On 5/16/2011 2:46 AM, Sarah Stierch wrote:

This gap does exist, in fact an entire mailing list (which I have cc'd here and I encourage anyone interested in the topic to join) was created to work towards bridging this gap. This was triggered by an article titled "Define Gender Gap? Look Up Wikipedia's Contributor List" by Noam Cohen, published Jan 30 2011 in The New York Times:

    First I agree the image wasn't appropriate,  and my reason would be that the WMF has a very broad audience.  WMF sites are frequently used in K-12 education,  and although they aren't perfectly family friendly,  people don't complain a lot because pictures of strange genital piercings don't get shoved in your face when you're looking for something else.

    In the last ten years there's been a lot of literature from Japan about how people react to this sort of image -- Saito Tamaki's book "Beautiful Fighting Girl" makes the case that the kind of desire people have for these images is a  little bit queer,  largely because of the visceral reaction that other people have to this desire.  Hiroki Azuma's book "Otaku: Japan's Database Animals" is also important.

    As for the "Why don't women do X?" narrative,  this is selfish meme,  much like the memes that are embedded in that image.  It's a psuedoconversation that circulates endlessly but never goes anywhere and never comes to a conclusion.  It gives people the feeling that feminism is present (if not women),  and displaces other narratives that are actually dangerous.  One of the reasons I quit my membership of the ACM was that I couldn't stand the endless hand-wringing pseudo-dialogue about perceived problems in the academic computer science community that circled around an elephant in the room that nobody could talk about.

    It's generally a mistake to study an absence because there isn't anything to study.  There are two good questions you could ask (1) "What motivates a small fraction of men to do X?" and (2) "What do women do all day?"  Both of these are dangerous.  (1) suggests that "men who do X" are defective,  strange,  queer,  not quite right.  The other one (2) is the black hole of feminism,  a question that,  if it could be talked about,  means we'd have a women's movement,  not an anti-anti-abortion movement and a collection of selfish memes,.
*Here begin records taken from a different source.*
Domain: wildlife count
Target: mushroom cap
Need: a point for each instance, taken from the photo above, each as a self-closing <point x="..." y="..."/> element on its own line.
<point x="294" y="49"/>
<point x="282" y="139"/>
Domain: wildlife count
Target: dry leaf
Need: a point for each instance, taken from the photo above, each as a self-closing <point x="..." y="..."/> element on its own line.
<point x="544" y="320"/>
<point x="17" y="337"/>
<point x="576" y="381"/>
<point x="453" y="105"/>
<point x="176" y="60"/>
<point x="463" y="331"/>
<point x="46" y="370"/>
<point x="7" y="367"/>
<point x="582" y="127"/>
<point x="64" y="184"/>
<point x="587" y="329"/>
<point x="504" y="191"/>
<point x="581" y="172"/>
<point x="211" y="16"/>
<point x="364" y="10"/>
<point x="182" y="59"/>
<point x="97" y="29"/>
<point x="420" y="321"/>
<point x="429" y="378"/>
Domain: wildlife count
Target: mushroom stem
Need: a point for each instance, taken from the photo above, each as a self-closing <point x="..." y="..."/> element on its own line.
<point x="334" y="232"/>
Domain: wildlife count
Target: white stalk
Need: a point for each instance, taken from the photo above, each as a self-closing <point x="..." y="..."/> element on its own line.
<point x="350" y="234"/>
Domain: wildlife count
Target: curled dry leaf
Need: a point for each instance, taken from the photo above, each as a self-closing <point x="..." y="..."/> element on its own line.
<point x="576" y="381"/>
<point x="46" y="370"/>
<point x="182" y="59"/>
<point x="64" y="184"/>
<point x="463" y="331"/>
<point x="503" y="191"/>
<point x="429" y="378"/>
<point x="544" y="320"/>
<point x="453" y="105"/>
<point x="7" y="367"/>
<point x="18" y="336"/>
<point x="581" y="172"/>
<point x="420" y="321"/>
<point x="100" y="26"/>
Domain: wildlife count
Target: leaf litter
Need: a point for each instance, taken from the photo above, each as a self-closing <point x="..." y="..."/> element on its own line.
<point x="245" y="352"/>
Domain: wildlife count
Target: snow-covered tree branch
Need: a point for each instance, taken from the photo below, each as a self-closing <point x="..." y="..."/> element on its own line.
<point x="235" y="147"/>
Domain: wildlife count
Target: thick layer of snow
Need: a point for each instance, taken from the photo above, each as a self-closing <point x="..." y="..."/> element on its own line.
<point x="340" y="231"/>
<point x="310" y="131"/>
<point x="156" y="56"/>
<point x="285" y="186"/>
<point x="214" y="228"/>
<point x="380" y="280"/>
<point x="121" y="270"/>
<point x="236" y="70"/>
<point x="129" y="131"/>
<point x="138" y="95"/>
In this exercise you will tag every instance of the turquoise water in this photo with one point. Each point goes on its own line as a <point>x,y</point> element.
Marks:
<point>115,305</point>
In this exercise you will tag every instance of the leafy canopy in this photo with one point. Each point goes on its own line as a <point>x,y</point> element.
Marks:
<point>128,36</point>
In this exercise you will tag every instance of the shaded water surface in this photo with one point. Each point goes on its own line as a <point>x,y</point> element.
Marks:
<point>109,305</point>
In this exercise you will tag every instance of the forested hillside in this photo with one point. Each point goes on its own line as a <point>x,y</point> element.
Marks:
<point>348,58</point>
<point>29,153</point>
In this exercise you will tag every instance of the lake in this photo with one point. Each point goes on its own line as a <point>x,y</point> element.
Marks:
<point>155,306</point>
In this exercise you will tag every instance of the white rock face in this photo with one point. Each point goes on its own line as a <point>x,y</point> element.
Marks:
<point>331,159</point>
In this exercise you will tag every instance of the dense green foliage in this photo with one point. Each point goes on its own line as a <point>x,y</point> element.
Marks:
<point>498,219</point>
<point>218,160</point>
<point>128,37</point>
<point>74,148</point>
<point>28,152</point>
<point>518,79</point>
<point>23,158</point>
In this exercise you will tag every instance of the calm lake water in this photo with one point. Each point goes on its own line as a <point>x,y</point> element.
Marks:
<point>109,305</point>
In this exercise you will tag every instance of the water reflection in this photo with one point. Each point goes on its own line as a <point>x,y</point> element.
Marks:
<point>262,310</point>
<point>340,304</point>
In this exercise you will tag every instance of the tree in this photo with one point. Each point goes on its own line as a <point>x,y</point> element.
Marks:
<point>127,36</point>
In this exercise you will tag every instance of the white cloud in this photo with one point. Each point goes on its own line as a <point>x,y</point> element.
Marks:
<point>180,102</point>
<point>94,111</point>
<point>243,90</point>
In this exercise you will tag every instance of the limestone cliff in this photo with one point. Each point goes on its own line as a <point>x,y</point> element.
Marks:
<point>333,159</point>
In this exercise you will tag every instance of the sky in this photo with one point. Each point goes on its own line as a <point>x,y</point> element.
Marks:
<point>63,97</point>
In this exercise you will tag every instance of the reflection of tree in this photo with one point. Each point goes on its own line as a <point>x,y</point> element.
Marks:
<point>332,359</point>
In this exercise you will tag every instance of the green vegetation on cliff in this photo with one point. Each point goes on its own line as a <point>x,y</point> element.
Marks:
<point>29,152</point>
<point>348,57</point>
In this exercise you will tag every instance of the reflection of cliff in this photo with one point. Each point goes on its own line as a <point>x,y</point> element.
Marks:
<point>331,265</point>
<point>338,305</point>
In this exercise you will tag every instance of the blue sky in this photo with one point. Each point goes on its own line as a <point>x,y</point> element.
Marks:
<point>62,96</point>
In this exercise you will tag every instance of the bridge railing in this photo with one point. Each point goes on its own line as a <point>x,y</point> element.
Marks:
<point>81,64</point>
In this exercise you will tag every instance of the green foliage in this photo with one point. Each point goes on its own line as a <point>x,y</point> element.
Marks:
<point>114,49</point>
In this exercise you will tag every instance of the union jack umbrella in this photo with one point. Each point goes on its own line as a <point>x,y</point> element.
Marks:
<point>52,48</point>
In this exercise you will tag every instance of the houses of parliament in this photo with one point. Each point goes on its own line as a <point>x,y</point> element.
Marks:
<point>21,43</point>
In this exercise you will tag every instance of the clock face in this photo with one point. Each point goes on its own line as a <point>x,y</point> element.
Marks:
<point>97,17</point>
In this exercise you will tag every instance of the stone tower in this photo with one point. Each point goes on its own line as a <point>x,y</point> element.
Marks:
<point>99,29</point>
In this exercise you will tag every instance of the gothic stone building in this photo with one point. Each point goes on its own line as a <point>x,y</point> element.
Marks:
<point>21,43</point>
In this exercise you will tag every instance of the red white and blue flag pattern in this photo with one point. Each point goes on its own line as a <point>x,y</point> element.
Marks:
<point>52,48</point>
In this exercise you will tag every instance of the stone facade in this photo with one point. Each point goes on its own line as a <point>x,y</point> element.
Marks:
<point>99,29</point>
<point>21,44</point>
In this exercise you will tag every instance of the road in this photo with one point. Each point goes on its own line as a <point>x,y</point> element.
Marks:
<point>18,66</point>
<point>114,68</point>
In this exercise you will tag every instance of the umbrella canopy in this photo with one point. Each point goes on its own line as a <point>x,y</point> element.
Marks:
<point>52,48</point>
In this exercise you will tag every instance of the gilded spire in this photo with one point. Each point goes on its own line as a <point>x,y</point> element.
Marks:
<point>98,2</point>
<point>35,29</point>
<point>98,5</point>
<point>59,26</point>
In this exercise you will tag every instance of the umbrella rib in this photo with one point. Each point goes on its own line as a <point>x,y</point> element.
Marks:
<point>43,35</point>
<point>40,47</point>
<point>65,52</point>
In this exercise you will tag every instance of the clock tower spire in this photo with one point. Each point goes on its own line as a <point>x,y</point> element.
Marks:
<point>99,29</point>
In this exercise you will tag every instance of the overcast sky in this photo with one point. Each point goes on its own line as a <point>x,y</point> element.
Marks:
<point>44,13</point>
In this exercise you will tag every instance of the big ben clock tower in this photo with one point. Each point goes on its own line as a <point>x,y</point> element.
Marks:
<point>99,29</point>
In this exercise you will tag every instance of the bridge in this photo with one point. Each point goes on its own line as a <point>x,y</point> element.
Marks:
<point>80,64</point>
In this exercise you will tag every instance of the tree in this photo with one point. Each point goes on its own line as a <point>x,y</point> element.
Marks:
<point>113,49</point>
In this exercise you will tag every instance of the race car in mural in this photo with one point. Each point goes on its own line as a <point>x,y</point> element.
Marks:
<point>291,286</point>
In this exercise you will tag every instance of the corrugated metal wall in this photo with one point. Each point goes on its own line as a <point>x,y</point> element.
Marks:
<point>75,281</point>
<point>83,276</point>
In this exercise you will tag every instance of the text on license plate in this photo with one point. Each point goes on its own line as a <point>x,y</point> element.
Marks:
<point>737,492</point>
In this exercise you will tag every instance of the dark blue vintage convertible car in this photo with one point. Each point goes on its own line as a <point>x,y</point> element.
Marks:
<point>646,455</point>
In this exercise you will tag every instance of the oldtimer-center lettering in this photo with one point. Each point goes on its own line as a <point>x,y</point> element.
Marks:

    These discourses of lack ~are~ dangerous because they've handed political control of the West to the right wing.  The system can tolerate an "academic left" that curates a carefully selected collection of selfish memes that call attention to certain absences and make other absences invisible.

    One major issue in our culture is that the vast majority of people belong to a voiceless social class.  You'll find that a very specific strata of people,  in terms of class and ethnicity,  write editorials for papers like the New York Times.  Certain kinds of people are in academia,  always asking "Why don't women do X?"

    Other people don't get their stories told,  and rather have their stories made up of them to them by people of other classes and ethnicities.  They're a shadow that the articulate class only sense every November when they pull the Republican lever.